High-Temperature Dielectric Response of (1-x)Pb(Mg1/3Nb2/3)O3-xPbTiO3: Does Burns Temperature Exist in Ferroelectric Relaxors?

TL;DR

This study investigates the dielectric response of relaxor ferroelectrics at high temperatures, challenging the existence of a specific Burns temperature and suggesting polar nanoregions form over a broad temperature range, with critical behavior similar to spin glasses.

Contribution

It provides evidence that polar nanoregions in relaxors form at temperatures higher than previously thought, and questions the existence of a distinct Burns temperature.

Findings

Dielectric dispersion at 600 K is due to surface-layer effects.

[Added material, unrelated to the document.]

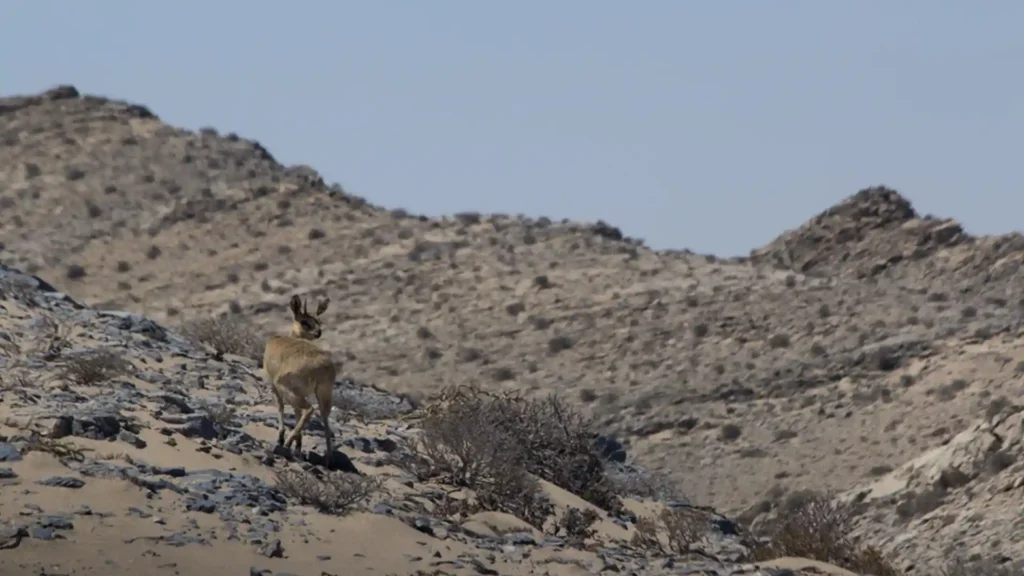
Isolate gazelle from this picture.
[263,294,338,468]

Polar nanoregions exist at temperatures up to 800 K.

Critical exponents suggest spin glass universality class.

Abstract

It has been considered that polar nanoregions in relaxors form at Burns temperature Td approx 600 K. High-temperature dielectric investigations of Pb(Mg1/3Nb2/3)O3 (PMN) and 0.7PMN-0.3PbTiO3 reveal, however, that the dielectric dispersion around 600 K appears due to the surface-layer contributions. The intrinsic response, analyzed in terms of the universal scaling, imply much higher Td or formation of polar nanoregions in a broad temperature range, while high dielectric constants manifest that polar order exists already at the highest measured temperatures of 800 K. The obtained critical exponents indicate critical behavior associated with universality classes typically found in spin glasses.